Perhaps, it’s unhealthy to hold onto the anger and resentment. In fact, I know that it causes conflict in my soul. Although, I just cannot get over the fact that when someone dies we all choose to only remember the good things. In fact, people will even tell you to do this as their unsolicited counseling advice. I am not sure that is the healthiest way to go about it either. I do know that I spent so much time and energy resisting an abusive situation throughout my life that I ended up smack dab in the middle of one.

I spent fathers day meditating on the beach at my yoga class with a great friend. Afterwards, we went to brunch and she shared her own abusive relationship past with me. We’re both well educated and smart women. Most people that do not know any better wouldn’t consider us the “type”. We compared situations and discovered that the same abusive patterns showed in both relationships, but neither of us saw the signs. My friend grew up in a loving family and had a wonderful relationship with her father. We both concluded that there might be a combination of things going on here.

1.) When you resist something strongly, you tend to draw this exact fear into your life due to all of the energy you’re giving into the feeling.

2.) Sometimes it is hard to tell the difference between excitement and drama just as it is to tell the difference between love and lust.

The reason that I am sharing this with you, is because it’s time that we stop labeling the kind of women that find themselves in these situations. Both my friend and I were so embarrassed and ashamed to have found ourselves here that neither of us reported our “incidents” right away. We too fell victim to the stereotypical women that found themselves here. I think abuse is best described  as a gradual mental breakdown that is meant to keep you questioning yourself and your relationships around you. It’s not as if we met these guys in the bar and were slapped  across the face to which we replied “thank you, may I have another?” No, they were perfect gentlemen in the beginning, my mother even complimented me on such a nice young man. These guys have this down to some kind of sick twisted science.

I am grateful that both my friend and I are healthier happier people than we were just a few short years ago. I am also grateful that we both got out of the situation once it escalated from verbal to physical and it only took one time. However, we both had the support of our friends and family to help us through, a lot of other young women do not have that.

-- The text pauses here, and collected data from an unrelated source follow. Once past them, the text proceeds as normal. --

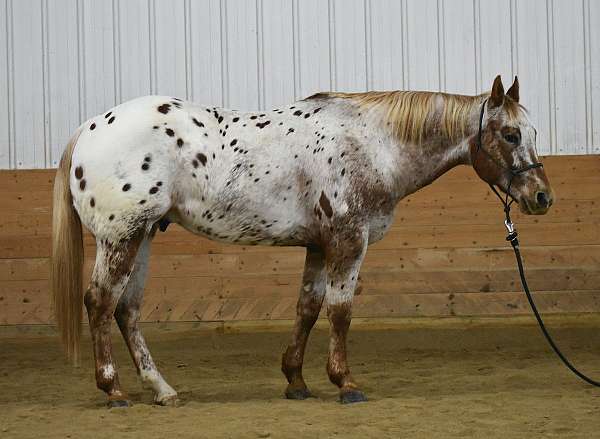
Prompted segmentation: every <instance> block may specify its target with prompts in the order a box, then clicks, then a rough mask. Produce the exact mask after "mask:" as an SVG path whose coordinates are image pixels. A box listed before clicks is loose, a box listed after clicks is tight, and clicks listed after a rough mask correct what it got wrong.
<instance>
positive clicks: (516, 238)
mask: <svg viewBox="0 0 600 439" xmlns="http://www.w3.org/2000/svg"><path fill="white" fill-rule="evenodd" d="M504 226H505V227H506V230H507V231H508V235H506V240H507V241H509V242H511V243H512V242H514V241H515V240H516V239H517V230H516V229H515V225H514V224H513V222H512V221H511V220H509V219H508V218H507V219H505V220H504Z"/></svg>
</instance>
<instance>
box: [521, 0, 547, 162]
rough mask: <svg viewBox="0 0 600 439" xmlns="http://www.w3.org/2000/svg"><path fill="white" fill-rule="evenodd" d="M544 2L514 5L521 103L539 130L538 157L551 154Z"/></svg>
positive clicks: (544, 1)
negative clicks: (524, 106)
mask: <svg viewBox="0 0 600 439" xmlns="http://www.w3.org/2000/svg"><path fill="white" fill-rule="evenodd" d="M546 6H547V4H546V1H545V0H530V1H526V2H518V3H517V5H516V11H515V15H516V19H517V20H516V36H517V38H516V49H515V50H516V52H517V70H516V72H515V74H517V75H519V84H520V95H521V102H522V103H523V104H524V105H525V106H526V107H527V109H528V110H529V116H530V118H531V120H532V121H533V123H534V124H535V126H536V128H537V130H538V137H537V147H538V153H539V154H544V155H546V154H551V152H552V151H553V145H555V143H554V138H553V135H552V133H553V132H554V131H553V129H554V128H553V126H552V128H551V125H550V123H551V120H550V118H551V116H552V112H551V111H550V109H551V101H550V99H551V96H550V87H551V85H550V84H551V83H550V78H551V76H552V71H551V69H550V67H551V64H550V62H549V60H548V51H549V49H550V47H549V41H548V15H547V10H546Z"/></svg>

Perhaps, it’s easier for my family to remember my father as what they wished he was. Maybe I should just shut up and let them idolize his memory for their children and grandchildren. Who am I to take that away from them? Although, when I recall the splintered holes in the aged wooden ceiling; the loud firecracker sound that boomed through the house like thunder and the deep dark serious look my father possessed in his expression while explaining their presence, I am less than sympathetic to the fabricated man he’s become in death.